Few sounds crawl straight through your soul like the atonal chatter of a coyote pack. Eerie at a distance, it’s a downright chilling and otherworldly experience when they travel past your bedroom window in the cold, dark hours of the morning.

A couple of night ago Troy and I awoke to that very sound, taunted out of a deep sleep as the chaotic yipping grew louder on approach. We knew we were both awake without being able to see each other. “Coyotes,” I whispered. “They’re awfully close.”

Not long after we woke, Milo began to bark. Not the sleepy woof that sometimes accompanies a thump or a dream, but a steady rhythmic warning bark, chasing along with the pack. Safe inside our house we were intimately connected to the wild night outside.

The next morning, Troy found tracks. They ran between the barn and the house. The coyotes were closer than we’d imagined – rarely do they venture past our woody boundary. To some people this would constitute an invasion, but to us, it’s a reminder. The coyotes, the foxes, the wolves, and the eagles are not trespassing on our property – it is we who trespass into their worlds.

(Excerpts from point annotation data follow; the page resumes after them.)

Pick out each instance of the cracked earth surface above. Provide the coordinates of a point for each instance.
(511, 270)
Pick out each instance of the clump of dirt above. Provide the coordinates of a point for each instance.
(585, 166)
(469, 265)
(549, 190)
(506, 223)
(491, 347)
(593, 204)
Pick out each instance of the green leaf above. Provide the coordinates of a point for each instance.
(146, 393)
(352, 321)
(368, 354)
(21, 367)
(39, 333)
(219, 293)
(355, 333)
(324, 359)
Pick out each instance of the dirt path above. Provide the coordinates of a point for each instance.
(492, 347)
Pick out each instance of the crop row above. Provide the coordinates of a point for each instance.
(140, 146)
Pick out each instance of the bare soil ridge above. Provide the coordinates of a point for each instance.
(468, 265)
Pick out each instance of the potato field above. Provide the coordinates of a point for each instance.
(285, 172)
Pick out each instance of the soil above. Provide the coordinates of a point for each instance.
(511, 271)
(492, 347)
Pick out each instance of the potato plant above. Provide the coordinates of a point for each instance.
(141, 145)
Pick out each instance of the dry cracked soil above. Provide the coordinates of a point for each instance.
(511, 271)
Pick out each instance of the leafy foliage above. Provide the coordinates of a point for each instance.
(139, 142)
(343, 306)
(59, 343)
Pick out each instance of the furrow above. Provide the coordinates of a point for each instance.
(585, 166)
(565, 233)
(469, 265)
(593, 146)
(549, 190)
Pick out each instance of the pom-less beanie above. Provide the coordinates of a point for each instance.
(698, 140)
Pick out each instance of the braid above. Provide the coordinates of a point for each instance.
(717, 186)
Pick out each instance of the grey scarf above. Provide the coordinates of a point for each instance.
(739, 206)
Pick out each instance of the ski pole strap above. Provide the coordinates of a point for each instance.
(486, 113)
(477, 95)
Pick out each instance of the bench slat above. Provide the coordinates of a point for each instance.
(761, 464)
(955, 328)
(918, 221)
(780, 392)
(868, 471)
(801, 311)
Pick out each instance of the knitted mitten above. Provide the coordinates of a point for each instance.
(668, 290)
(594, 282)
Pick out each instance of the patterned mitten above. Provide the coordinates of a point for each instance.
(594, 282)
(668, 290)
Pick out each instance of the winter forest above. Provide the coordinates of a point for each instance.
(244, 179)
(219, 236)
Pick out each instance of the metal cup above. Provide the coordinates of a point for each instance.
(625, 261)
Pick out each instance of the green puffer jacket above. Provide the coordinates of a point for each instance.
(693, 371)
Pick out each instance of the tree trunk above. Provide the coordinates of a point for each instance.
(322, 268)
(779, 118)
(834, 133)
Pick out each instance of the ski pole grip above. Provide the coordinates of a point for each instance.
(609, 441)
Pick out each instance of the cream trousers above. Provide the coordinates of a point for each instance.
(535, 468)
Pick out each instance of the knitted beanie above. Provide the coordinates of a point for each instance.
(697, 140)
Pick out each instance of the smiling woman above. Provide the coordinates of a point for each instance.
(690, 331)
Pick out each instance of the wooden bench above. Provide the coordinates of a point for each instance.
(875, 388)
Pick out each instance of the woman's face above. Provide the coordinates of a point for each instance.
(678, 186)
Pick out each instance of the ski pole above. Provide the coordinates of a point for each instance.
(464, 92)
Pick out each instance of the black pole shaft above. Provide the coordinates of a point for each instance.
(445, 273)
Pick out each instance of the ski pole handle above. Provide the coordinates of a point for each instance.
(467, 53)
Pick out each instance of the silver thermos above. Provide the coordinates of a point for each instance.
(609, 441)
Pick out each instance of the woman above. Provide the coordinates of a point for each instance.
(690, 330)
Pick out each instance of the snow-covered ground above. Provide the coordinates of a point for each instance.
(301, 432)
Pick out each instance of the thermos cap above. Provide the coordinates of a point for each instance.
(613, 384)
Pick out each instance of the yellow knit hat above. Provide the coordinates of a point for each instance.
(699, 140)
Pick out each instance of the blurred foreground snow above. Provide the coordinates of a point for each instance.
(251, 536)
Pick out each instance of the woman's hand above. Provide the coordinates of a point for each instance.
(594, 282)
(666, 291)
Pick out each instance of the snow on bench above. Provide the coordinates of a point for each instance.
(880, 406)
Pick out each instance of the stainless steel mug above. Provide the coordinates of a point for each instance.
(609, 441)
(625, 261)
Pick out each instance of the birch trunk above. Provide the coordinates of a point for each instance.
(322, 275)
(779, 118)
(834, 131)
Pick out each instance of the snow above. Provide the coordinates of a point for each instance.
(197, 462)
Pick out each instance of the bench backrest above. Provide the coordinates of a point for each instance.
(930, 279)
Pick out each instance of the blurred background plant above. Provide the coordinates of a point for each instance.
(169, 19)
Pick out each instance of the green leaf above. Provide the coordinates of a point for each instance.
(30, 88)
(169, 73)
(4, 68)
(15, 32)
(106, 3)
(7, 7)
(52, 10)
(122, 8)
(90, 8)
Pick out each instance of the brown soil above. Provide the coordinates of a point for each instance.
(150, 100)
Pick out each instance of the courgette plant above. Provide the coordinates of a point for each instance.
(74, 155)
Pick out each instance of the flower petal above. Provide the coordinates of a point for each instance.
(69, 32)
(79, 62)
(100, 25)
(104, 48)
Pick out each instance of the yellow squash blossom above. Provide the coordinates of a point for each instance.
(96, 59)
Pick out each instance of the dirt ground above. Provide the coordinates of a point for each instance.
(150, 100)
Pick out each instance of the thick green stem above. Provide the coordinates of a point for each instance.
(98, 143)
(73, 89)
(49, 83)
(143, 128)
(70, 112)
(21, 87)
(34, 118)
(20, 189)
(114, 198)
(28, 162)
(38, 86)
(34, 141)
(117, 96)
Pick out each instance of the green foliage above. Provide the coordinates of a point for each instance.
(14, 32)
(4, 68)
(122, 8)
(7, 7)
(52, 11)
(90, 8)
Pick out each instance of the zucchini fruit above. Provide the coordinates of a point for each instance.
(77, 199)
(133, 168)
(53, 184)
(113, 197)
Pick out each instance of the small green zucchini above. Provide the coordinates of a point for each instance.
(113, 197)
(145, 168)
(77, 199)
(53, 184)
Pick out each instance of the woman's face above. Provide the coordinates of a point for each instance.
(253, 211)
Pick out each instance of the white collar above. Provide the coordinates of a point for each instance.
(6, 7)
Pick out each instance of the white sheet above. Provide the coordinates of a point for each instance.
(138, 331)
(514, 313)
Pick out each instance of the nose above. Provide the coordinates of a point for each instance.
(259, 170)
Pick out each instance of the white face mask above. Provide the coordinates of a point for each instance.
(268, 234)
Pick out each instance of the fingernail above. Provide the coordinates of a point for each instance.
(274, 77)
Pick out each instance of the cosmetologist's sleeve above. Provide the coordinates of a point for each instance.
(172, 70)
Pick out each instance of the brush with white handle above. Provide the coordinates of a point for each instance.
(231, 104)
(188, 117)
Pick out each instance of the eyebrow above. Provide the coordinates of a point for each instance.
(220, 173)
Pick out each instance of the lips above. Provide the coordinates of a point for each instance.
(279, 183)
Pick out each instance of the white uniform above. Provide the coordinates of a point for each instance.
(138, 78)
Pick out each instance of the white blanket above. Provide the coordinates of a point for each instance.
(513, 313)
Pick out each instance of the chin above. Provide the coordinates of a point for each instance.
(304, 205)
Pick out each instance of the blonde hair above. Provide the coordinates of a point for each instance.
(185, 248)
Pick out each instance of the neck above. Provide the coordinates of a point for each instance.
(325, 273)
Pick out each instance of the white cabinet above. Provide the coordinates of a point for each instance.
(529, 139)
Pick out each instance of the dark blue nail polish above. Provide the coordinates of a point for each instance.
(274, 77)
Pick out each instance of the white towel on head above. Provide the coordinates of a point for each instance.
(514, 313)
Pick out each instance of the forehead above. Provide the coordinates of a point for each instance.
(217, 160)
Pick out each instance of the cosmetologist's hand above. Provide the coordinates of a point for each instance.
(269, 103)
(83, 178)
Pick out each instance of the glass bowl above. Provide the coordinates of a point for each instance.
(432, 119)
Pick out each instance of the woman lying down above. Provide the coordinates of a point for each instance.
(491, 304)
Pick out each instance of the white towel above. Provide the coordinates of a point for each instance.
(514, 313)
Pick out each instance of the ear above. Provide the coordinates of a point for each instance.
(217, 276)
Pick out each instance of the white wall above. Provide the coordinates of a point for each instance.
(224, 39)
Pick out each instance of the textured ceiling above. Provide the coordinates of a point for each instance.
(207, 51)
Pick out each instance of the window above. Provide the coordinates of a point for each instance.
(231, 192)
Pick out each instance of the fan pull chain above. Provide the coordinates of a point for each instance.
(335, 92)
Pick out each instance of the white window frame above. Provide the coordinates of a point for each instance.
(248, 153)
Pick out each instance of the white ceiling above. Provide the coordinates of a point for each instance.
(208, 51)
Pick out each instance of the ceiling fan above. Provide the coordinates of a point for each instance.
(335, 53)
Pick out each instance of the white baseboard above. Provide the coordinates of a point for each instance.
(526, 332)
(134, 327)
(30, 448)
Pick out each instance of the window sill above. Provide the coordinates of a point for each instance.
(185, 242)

A pro-wildlife stance can be particularly contentious when you keep things like chickens and goats. There is distinct conflict between raising animals for your own pleasure and use, and welcoming others to your property who see them as snacks. Although we try not to encourage predators to visit our back yard, I find it hard to place blame when a chicken goes missing. Wild animals are doing what comes naturally, after all, and they have no way of knowing that chicken is mine.

It angers me when I read about people who trap coyotes because they wander into urban settings, who shoot bears because they stroll out of the woods. It angers me that we feel the need to place a bounty on their hides. We feel entitled to chop down the trees and pave the woods, removing their homes and their food supplies in the process. And then we turn around and destroy the animals we have displaced. How is that fair?

Although some may accuse me as such, I am not a bleeding heart. If an animal becomes a nuisance or a danger, I believe in survival of the fittest. But the concept of killing an animal because it happens to wander into “my” space makes me crazy. I may lose a chicken once in a while, but I also get the pleasure of experiencing wildlife in my own back yard. It helps me feel closer to the land where my animals graze and my vegetables grow, and keeps my own ego in check. Although I may try to manipulate my environment to serve my own interests, I can never really be in control. As long as the clouds bring rain and snow, as long as weeds sprout between my tomatoes, and as long as the deer and the coyotes inhabit the woods at the edge of my farm, I am reminded that I am a part of a much bigger picture. I am reminded that I’m better off working with it, and not against it. And I am reminded that I wouldn’t have it any other way because if I did, the whole experience would be an experiment instead of an adventure. Where’s the fun in that?